I've been watching The Last Kingdom on Netflix lately. I put it on as a distraction one day, but it caught my attention. It's not the most amazing show I've seen in the time period. It looks like another attempt to cash in on the success of shows like Game of Thrones and Vikings, but it is done well. I can't comment on the historical accuracy of the show, but it is almost a master class on how to use NPCs and setting to keep your PCs invested and moving. It's also a good example of how politics in games can work.
The Basic Story
I don't want to give spoilers for the show, but the basic story is this: the main character is Uhtred of Bebbanburg. Early in his life, despite being an English Lord he ends up being raised by Danish raiders. Then, when his Danish family is killed he is framed for it and ends up wanting to reclaim his home/birthright while trapped between the Danes and the English.
Why The Setup Works
The setup works great for a number of reasons. First, there is a large over-arching goal that is tangible, but has to be built up to. Second, there are large forces arrayed all around the main character. Third, those large forces all have reason to dislike the character.
Now there are potential ways and allies also built in, but you have a wonderful situation with a large goal, multiple means to start, and a journey to get there. Oh, and plenty of pointy things to prod if things aren't moving fast enough.
The politics come in with choosing a side. Which side do the PCs choose? Do they remain loyal? Do they play both sides? How do they deal with those who think they're not loyal? How do they handle tests of that loyalty?

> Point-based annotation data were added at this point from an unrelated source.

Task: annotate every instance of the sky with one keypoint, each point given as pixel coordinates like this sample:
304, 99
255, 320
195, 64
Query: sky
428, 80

Even better though, how do they handle obstacles put on them by allies in an attempt to bind the PCs to the NPCs even more?
The Rest Plays Itself Out
The rest plays itself out with the PCs. Just remember who is in charge of the factions and what they want. Those individual desires - which are clear in the show - can be played to extremes to allow for the continuing of problems that the PCs have to find how to deal with. What do you do when the man controlling the armies you needs keeps wanting to press for peace? What if that person will do nothing without consulting a sorceror of dubious nature and intent?
The show has a collection of interesting names not commonly in use - and thus not appearing often in modern literature or other stories. Characters that are fun to see, and have their own nuances and flaws. It's worth a look. Check it out, just pay attention to how the structure of the tale works.